Passaporto, bagaglio e tampone negativo effettuato 48 ore prima di salire a bordo dell’aereo. E’ quanto basterà per raggiungere New York dall’aeroporto di Malpensa. Lo scalo milanese, il più grande del Nord Italia, entrerà, infatti, a far parte della sperimentazione dei voli intercontinentali «Covid tested» tra Italia e Stati Uniti. E’ stato il ministro della Salute, Roberto Speranza, a dare l’autorizzazione, firmando il 9 marzo, l’ordinanza che estende la sperimentazione a Malpensa, fino al 30 giugno 2021.

Fino ad allora, sugli aerei diretti a New York e Atlanta, oppure partiti dalle due città statunitensi con destinazione Milano, potranno salire solo ed esclusivamente passeggeri in possesso di un tampone negativo, effettuato con test molecolare o antigenico, nelle 48 ore precedenti il volo. E chi sbarcherà a Malpensa avrà la possibilità di evitare la quarantena o l’isolamento fiduciario, come deciso per chi proviene dagli Usa, effettuando un test antigenico in aeroporto. 

 

Il primo collegamento potrebbe partire già questo sabato con il volo Delta Air Lines da Malpensa per New York: la compagnia americana ha ripreso a volare lo scorso sabato 6 marzo dallo scalo lombardo, mentre American Airlines molto probabilmente ricomincerà il prossimo mese.

 

«Milano New-York è la destinazione intercontinentale con maggior numero di frequenze e di passeggeri. Ci auguriamo che questa sperimentazione sia il primo passo per un allargamento delle destinazioni Covid-Tested che riteniamo fondamentali per sostenere il traffico in que-sto periodo ancora molto difficile della Pandemia» ha sottolineato Armando Brunini, Amministratore Delegato SEA, la società che gestisce gli scali milanesi. 

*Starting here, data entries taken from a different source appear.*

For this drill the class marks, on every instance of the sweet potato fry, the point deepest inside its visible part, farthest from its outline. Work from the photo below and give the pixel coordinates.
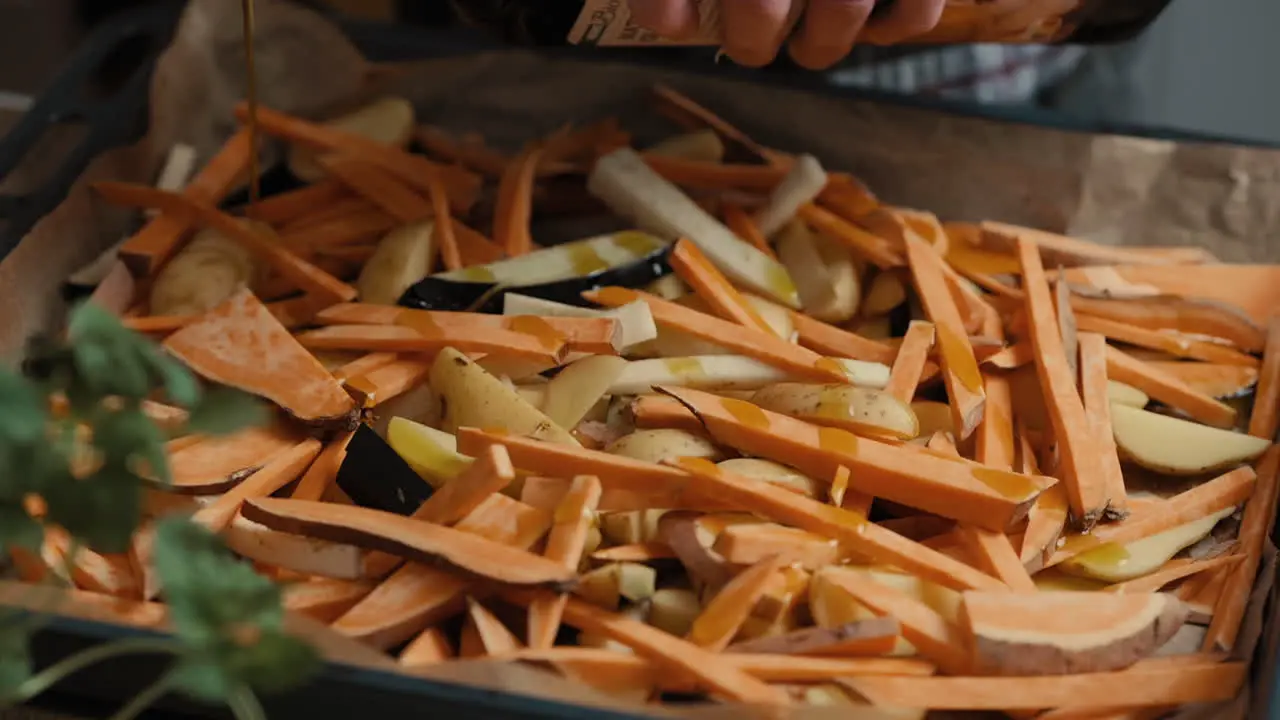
(1080, 458)
(933, 637)
(1265, 420)
(306, 276)
(1139, 686)
(709, 670)
(1169, 390)
(420, 595)
(283, 469)
(241, 345)
(565, 545)
(151, 246)
(410, 538)
(1166, 342)
(411, 169)
(959, 365)
(752, 342)
(1255, 528)
(714, 288)
(912, 356)
(379, 187)
(1096, 372)
(982, 496)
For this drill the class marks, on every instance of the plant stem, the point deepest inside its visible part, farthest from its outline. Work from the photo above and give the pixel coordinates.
(146, 698)
(55, 673)
(245, 706)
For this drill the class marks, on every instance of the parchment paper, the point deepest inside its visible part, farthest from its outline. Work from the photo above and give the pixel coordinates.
(1116, 190)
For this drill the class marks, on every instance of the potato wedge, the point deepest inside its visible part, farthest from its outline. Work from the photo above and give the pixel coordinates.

«Il risultato è stato frutto di un impegno congiunto con i ministeri della Salute e dei Trasporti assieme alla Regione Lombardia che ringraziamo per il lavoro di questi mesi» ha aggiunto. Nella nota poi Sea ha ricordato che «i passeggeri in partenza per qualsiasi destinazione possono effettuare un tampone antigenico a pagamento in area check-in».

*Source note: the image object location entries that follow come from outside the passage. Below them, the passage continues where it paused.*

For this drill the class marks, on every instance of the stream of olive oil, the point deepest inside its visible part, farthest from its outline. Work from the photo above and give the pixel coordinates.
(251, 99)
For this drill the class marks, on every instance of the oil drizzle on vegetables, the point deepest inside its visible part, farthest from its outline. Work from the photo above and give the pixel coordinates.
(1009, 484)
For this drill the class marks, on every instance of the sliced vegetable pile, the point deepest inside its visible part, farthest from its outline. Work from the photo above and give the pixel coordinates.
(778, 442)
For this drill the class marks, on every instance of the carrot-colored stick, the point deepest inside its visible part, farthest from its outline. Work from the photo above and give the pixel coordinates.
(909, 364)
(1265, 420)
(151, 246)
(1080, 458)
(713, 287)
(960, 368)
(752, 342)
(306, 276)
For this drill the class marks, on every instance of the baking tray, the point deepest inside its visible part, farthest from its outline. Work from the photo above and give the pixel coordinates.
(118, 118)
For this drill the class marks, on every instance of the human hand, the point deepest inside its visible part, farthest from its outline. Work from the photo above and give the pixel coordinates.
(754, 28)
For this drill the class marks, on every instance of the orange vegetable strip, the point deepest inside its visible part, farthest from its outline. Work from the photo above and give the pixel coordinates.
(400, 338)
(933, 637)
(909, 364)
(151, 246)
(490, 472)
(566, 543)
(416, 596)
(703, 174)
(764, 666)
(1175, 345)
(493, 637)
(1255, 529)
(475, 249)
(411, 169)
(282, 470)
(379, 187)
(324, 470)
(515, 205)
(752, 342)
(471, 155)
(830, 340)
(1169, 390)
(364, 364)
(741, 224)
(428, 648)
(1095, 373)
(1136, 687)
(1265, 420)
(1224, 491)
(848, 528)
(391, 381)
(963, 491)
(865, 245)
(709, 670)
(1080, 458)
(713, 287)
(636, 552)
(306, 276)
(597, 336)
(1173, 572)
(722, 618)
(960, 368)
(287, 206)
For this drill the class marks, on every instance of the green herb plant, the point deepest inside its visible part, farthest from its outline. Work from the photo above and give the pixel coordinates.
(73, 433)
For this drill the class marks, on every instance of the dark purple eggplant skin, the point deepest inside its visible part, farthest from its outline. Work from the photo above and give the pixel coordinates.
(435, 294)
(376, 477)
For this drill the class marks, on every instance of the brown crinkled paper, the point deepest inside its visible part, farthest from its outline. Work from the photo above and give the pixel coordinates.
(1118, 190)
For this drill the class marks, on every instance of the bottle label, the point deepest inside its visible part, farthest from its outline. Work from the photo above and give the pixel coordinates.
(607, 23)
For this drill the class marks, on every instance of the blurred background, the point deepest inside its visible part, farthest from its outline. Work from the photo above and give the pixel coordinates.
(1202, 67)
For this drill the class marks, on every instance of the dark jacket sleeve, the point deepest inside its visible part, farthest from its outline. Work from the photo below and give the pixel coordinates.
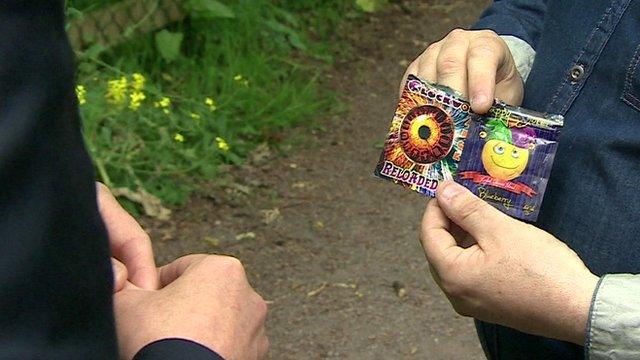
(55, 275)
(521, 18)
(169, 349)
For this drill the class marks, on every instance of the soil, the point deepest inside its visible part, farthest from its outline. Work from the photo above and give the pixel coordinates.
(335, 251)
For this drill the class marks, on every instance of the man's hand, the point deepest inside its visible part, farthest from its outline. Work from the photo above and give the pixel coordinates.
(476, 63)
(203, 298)
(511, 273)
(129, 244)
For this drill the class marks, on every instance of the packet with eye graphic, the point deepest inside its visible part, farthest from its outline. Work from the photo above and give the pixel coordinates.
(426, 138)
(508, 157)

Lo scopo di questa fase sperimentale è di valutare l'efficacia e la funzionalità della nuova modalità di viaggio per contenere il rischio di contagi da coronavirus, con l'obiettivo di renderla disponibile in vista dell'estate. Ma, a causa della pandemia, al momento i voli «Covid tested» non prevedono viaggi per turismo. Sono sempre valide le restrizioni agli spostamenti tra Italia e Stati Uniti per le persone che non risiedono oltre oceano o che non devono recarsi lì per motivi di lavoro, studio o sanitari.

I voli che potrebbero beneficiare dalla sperimentazione sono Delta Air Lines, American Airlines ed Emirates. Una novità potrebbe riguardare presto anche Neos, la compagnia del gruppo Alpitour: il vettore italiano ha fatto richiesta al DOT, il ministero dei trasporti americano, per poter operare con collegamenti diretti tra Italia e Stati Uniti con voli passeggeri, charter e cargo. 

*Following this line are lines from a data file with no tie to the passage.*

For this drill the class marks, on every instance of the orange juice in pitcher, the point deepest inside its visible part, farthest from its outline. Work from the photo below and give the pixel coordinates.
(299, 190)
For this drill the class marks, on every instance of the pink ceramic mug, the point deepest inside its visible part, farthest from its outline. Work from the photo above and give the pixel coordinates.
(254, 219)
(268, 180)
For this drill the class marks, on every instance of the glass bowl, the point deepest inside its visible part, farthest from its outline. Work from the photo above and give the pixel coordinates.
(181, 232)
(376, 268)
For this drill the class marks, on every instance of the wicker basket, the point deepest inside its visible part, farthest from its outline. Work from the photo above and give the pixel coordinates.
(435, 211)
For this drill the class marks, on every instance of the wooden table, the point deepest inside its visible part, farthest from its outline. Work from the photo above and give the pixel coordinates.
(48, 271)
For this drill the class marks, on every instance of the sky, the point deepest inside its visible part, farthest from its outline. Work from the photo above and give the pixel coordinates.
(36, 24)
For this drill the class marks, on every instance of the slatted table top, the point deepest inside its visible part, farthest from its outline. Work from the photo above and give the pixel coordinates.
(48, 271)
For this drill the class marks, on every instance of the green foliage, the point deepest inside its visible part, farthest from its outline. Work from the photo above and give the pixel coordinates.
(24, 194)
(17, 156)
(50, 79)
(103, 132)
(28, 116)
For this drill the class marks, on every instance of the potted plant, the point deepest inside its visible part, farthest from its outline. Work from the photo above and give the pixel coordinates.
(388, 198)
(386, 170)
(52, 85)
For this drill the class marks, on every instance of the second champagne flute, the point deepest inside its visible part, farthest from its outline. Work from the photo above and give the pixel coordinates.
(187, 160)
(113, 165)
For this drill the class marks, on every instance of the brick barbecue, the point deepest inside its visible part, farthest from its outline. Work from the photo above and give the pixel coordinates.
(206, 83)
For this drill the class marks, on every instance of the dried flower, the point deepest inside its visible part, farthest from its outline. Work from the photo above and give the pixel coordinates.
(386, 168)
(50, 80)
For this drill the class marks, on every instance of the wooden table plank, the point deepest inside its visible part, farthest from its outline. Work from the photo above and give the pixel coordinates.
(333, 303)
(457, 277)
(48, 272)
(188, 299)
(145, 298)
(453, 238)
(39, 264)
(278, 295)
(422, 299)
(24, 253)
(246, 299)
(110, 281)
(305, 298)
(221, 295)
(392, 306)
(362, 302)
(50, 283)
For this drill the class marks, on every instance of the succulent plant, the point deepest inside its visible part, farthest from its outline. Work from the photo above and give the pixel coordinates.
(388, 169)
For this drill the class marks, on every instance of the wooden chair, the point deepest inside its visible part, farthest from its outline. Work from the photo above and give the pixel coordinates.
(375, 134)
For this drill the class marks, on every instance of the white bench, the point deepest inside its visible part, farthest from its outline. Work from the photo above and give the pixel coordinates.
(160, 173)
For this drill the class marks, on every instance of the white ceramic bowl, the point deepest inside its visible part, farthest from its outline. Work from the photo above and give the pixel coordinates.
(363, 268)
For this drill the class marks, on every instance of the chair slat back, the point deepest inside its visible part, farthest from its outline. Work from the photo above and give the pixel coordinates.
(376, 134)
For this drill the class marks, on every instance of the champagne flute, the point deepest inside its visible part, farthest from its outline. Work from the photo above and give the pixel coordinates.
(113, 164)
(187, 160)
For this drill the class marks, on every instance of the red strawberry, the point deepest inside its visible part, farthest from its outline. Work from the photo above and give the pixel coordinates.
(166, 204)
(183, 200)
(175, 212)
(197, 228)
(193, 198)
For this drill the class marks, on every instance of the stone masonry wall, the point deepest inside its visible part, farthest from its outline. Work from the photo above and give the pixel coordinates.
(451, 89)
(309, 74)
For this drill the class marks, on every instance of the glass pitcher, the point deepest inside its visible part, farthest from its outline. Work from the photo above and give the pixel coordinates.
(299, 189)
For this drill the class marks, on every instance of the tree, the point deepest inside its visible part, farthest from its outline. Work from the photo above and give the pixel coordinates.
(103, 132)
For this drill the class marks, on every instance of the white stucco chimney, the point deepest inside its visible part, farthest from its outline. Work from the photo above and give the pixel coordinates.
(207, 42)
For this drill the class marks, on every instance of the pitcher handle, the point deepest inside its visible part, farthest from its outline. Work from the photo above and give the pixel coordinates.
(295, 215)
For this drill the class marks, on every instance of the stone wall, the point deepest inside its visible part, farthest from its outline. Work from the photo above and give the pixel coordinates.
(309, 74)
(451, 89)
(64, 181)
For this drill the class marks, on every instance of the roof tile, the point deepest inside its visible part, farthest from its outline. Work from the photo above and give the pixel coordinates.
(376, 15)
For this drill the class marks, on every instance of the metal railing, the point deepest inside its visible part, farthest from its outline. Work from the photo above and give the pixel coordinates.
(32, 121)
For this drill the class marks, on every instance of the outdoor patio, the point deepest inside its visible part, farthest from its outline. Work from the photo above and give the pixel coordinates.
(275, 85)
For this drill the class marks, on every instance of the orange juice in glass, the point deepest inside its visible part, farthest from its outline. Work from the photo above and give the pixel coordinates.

Infine, si ricorda che durante i voli “Covid-tested” i passeggeri hanno l’obbligo di indossare sempre una mascherina chirurgica protettiva per l’intera durata del volo. Con le strutture di testing rapido messe a disposizione dalla Regione Lombardia, si estende l'opzione dei voli Covid-Tested, già sperimentata con successo sui voli Linate-Fiumicino da settembre a novembre dello scorso anno.